I'm an army reservist. That means I'm a part-time soldier for the Canadian Armed Forces, who train constantly and volunteer to serve when there is a need to fight wildfires or deploy to a war zone.
I'm proud to be in the army and believe it's a force for good. But I've learned to keep this aspect of my identity under wraps because some people grow distant or sometimes become antagonistic and even rudely suggest I must have a taste for violence — just because I'm a soldier.
But that's a myth. If only they knew, I've seen just as many good-hearted people and as much camaraderie in the military as I have while working my other job as a critical care nurse in a busy Calgary hospital.
To be fair, I used to have my own doubts. As a child, I wondered if soldiers were automatons like Charlie Chaplin's machine men. When I joined Canada's army reserve at 19 in the 1990s, I worried it might be full of jerks and bigots. But I wanted to try something different. I wanted to get through something tough that would benefit me. I wanted to serve Canada.
Right from the start of basic training, the focus was on team-building and looking out for the buddy beside you.
My cohort was 40 men and five women, most in our early 20s, with a range of ethnicities, spoken languages and educational backgrounds. We became a tight group with friends who often felt more like brothers and sisters. In the junior ranks' mess, I hugged and was hugged by way more guys and gals than anywhere else — even when we weren't trying to "drink the fridge."
In 2003, I put my name forward for an overseas tour. My unit was deployed outside Dubai on a support base for the Canadian mission to Afghanistan. There were stressors and frictions but real bonds grew and sustained us through the boredom of security work, stupefying heat and occasional bad news from loved ones back home.
When the deployment was over, my friend Dave said that the sudden end felt like losing a job, a home and a relationship all at once, and I agreed.
Our detractors suggest we're hungry for violence. But I wasn't trained to be excited to kill and even during practice, no one demonized the potential enemy. The closest thing to that might be the nickname for the standard rifle target — an image of a charging, angry soldier we called "Herman the German." It felt like a relic from the Second World War, but didn't change after the terrorist attacks on Sept. 11, 2001, when the Canadian military was sent to Afghanistan.
When I joined the military, I didn't expect to be thanked for my service. But I also didn't expect the random moments of hostility from Canadians.
I was in uniform when a smartly-dressed middle-aged woman stopped me on the street in Montreal, told me I was uneducated and doing nothing with my life. She also added, "Try not to kill anybody today."
Another stranger drove his car partway into our convoy in Vancouver and pretended to shoot me in the face. Another man in Montreal yelled at my regiment that we should shoot each other.

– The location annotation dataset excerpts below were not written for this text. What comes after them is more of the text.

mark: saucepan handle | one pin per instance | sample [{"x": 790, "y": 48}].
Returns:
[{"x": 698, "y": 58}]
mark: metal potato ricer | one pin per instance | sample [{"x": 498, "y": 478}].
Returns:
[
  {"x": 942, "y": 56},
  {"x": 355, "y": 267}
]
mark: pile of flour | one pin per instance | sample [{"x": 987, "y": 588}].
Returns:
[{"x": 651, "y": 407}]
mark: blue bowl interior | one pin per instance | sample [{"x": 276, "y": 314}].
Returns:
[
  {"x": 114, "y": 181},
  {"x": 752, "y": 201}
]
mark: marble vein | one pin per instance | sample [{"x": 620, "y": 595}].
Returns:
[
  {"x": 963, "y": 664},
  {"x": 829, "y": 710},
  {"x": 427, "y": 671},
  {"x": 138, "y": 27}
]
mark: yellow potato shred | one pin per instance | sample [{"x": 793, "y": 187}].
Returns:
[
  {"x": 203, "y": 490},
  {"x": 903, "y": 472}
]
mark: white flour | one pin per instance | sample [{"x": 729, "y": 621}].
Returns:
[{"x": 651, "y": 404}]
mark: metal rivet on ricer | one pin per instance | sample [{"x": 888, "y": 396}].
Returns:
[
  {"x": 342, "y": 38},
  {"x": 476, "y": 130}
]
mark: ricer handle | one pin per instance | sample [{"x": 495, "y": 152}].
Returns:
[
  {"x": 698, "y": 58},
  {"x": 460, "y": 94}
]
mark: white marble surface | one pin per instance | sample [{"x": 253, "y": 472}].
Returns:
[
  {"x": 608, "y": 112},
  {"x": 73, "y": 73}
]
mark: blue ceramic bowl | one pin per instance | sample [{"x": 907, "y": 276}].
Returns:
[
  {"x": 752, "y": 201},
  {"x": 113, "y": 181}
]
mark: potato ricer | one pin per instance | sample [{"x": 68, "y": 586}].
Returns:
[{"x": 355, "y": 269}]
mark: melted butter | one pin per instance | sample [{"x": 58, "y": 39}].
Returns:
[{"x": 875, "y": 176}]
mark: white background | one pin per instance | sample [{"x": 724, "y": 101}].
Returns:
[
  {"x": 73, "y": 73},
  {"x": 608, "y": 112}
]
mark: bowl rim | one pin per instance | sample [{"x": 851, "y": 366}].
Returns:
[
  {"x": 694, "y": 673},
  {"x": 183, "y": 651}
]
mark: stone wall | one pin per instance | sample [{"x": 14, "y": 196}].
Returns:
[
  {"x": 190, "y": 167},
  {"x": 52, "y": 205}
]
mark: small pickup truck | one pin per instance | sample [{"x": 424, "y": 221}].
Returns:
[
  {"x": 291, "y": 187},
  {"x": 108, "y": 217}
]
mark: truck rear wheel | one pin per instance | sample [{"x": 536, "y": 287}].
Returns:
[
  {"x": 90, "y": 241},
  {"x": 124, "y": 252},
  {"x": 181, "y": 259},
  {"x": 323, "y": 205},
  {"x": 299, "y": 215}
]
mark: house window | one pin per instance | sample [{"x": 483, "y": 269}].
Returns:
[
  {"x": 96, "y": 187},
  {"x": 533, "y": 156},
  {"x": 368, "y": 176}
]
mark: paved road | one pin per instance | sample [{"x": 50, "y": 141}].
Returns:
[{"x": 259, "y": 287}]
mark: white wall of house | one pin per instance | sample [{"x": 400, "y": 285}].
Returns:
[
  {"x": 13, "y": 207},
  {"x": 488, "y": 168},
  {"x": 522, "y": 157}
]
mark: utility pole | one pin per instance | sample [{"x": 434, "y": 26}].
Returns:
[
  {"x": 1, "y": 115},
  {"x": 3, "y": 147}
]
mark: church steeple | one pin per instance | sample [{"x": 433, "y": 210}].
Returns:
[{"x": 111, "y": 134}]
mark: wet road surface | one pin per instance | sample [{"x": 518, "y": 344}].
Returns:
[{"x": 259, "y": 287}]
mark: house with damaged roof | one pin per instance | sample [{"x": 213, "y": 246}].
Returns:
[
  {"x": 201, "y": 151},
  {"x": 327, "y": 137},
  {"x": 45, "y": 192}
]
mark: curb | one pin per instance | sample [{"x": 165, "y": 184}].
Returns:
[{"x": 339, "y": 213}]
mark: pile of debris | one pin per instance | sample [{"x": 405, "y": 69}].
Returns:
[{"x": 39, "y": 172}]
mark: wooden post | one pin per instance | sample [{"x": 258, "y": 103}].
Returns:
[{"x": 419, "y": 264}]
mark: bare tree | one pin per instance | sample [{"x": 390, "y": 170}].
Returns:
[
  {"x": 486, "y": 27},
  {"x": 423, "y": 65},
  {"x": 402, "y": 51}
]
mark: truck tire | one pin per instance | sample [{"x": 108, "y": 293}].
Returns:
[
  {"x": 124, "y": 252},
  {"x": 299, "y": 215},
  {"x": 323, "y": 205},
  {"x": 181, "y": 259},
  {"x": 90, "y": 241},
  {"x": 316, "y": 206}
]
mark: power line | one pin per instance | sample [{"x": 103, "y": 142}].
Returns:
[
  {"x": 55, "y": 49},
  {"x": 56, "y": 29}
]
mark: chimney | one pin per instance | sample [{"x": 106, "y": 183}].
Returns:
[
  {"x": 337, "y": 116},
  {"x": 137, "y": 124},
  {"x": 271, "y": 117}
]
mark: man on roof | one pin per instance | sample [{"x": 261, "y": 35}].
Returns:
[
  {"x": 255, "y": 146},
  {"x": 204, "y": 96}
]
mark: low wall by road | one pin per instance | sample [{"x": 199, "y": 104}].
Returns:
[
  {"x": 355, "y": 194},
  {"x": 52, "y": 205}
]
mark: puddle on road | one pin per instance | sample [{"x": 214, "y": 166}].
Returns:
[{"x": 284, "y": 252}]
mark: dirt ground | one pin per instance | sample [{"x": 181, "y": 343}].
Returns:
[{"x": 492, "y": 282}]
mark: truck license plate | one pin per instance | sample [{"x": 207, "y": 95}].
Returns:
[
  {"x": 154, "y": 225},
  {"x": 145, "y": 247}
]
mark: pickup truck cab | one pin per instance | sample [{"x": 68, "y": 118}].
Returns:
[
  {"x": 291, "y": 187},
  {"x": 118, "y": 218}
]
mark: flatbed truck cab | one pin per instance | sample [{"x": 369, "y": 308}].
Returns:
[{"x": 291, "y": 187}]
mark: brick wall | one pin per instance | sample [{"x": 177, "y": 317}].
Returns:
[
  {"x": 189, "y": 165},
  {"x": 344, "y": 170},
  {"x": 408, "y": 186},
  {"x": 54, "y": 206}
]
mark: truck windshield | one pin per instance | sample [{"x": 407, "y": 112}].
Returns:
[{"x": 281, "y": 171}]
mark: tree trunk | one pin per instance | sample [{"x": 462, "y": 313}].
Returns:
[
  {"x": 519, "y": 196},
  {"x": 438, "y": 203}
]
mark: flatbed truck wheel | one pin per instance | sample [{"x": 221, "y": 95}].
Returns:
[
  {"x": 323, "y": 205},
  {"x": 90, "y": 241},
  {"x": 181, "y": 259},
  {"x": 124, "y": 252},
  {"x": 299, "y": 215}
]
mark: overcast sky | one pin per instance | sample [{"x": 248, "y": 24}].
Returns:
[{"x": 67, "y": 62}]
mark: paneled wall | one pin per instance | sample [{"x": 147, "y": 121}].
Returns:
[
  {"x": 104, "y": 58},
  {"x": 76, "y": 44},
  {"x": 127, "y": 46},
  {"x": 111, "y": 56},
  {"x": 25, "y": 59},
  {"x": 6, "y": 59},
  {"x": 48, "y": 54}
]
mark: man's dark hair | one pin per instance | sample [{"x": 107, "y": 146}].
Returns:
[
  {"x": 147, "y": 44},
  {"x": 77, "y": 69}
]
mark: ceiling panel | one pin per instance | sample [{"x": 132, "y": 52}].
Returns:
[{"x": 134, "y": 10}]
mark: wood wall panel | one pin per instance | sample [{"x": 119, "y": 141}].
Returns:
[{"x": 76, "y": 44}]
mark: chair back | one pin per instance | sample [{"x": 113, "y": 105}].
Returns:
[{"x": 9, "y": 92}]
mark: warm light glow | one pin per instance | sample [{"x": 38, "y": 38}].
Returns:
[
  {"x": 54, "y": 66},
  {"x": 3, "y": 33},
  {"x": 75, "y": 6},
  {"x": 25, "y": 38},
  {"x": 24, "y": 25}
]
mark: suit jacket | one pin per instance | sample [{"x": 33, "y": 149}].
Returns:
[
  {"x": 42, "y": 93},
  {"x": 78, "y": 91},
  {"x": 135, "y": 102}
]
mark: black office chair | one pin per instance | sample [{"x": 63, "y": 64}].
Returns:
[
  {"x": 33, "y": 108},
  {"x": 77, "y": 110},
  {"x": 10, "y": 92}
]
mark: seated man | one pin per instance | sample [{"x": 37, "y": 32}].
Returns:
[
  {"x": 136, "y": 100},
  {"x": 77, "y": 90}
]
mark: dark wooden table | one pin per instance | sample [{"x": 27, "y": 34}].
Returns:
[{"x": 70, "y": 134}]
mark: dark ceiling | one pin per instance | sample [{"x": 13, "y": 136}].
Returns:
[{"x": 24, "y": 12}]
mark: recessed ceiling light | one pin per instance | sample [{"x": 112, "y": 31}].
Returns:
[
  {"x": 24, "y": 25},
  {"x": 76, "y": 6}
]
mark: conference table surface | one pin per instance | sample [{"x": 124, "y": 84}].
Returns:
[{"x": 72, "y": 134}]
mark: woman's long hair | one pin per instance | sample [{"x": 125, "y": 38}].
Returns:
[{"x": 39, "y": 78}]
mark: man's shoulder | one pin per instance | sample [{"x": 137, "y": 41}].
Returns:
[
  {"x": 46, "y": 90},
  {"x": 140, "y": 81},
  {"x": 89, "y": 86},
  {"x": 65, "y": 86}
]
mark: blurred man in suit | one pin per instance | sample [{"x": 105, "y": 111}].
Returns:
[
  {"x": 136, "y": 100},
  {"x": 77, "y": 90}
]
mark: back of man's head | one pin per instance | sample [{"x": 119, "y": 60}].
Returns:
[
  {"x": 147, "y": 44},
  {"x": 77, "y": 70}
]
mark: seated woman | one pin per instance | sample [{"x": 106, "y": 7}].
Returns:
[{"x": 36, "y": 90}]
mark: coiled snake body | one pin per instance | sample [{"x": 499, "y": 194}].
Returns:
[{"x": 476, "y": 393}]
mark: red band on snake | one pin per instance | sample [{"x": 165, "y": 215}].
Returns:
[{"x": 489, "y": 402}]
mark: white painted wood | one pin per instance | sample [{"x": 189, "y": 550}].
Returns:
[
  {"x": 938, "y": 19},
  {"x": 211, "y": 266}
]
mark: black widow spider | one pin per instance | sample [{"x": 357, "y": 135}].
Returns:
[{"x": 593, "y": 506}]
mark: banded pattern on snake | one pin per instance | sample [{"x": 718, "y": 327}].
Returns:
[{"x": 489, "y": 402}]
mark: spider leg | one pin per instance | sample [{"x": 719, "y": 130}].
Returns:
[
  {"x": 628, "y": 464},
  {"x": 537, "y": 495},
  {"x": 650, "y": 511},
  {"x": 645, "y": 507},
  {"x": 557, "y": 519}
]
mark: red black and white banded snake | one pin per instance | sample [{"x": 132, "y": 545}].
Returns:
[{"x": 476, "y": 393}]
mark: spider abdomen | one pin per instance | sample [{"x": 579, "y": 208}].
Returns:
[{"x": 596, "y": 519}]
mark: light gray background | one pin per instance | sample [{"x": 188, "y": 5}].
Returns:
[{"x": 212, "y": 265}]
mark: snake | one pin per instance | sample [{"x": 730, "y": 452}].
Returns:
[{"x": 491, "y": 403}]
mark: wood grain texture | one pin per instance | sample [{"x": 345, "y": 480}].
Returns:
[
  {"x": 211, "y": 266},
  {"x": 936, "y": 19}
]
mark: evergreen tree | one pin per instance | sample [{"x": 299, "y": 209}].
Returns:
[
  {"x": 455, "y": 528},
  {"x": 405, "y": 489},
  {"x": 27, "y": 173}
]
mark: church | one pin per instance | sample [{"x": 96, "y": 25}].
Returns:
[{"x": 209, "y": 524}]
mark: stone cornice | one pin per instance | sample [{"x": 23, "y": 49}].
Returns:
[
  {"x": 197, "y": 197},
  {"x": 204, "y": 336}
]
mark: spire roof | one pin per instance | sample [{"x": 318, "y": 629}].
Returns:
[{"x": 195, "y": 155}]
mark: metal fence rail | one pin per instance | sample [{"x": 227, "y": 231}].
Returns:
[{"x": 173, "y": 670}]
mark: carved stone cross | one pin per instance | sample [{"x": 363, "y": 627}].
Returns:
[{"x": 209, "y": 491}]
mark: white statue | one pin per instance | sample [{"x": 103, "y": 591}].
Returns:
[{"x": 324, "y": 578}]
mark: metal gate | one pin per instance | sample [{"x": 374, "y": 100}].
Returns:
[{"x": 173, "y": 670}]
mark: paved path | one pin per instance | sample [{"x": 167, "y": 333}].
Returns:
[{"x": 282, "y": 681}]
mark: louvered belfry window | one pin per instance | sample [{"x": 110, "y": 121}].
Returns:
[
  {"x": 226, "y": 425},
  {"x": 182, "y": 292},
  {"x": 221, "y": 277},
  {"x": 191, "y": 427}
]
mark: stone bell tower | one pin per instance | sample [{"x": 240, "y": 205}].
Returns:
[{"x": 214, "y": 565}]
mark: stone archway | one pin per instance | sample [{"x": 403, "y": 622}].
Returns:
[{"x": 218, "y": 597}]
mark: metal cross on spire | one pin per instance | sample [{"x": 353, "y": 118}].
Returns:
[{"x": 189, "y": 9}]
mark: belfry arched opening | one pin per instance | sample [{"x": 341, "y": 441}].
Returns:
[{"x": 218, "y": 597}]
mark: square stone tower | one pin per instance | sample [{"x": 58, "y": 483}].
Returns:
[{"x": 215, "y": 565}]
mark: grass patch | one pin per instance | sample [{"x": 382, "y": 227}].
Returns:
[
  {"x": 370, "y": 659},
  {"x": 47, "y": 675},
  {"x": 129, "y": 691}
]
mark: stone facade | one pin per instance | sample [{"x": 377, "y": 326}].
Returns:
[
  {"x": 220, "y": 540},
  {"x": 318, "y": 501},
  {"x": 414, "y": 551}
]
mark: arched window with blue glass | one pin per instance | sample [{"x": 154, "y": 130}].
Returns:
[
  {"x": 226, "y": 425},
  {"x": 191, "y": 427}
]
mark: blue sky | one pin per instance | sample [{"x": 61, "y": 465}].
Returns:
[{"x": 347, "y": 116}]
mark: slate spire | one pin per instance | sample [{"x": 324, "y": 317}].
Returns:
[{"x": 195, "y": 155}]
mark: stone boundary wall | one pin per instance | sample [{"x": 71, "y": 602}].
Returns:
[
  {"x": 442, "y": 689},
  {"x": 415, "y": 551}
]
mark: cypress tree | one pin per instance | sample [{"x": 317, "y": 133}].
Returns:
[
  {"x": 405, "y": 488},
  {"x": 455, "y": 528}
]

I shrugged it off and rationalized the vitriol as a political reaction from people who saw me as just a symbol of wars they didn't support.
Then in 2012, I went to nursing school. I learned to make a bed using hospital corners, just like in the army, and noticed other similarities, such as a commitment to serving others, working long hours while suppressing one's own needs and wants, being expected to run toward danger instead of away from it as well as trauma bonding and dark humour from shared rough experiences.
Both nurses and soldiers are highly trained workers who use their intellect and initiative constantly in daunting work. Even junior members are entrusted with great responsibility, including matters of life and death.
Despite that, I learned not to talk about the army side of me. I had too many friendly work relationships turn sour when they learned I was also a reservist. On one placement, even a supervisor, who smiled a lot and seemed to like my performance, turned cold and became critical after my manager mentioned that I was a soldier.
Unlike the strangers who came up to me on the street, slights at my work felt more personal and I learned life is easier if I hide that part of my identity. But I'm speaking out now because the military matters to me. I'm proud of the work we do to support stability on the world stage and to stand up for our allies.
Plus, I've personally known, appreciated and cared about a much larger and more diverse swath of Canadians as a result of my joining up, and I've become a more humane, more social and more open-minded person.
I hope my fellow Canadians realize their reservist service members are not so different from them. In my experience, we join because our fellow citizens and our country matter a great deal to us, and we stay because we care about our purpose and for the deep affection for the brothers and sisters we find on the inside.
Jonathan Lodge is an army reservist who has trained and led soldiers in Canada. He deployed overseas in 2003 in support of the Canadian mission to Afghanistan. He’s also a critical care nurse at a hospital in Calgary.
Jonathan wrote this story as part of the 2023/24 Veterans' Writing Workshop, and it was featured on the CBC website as part of the First Person series.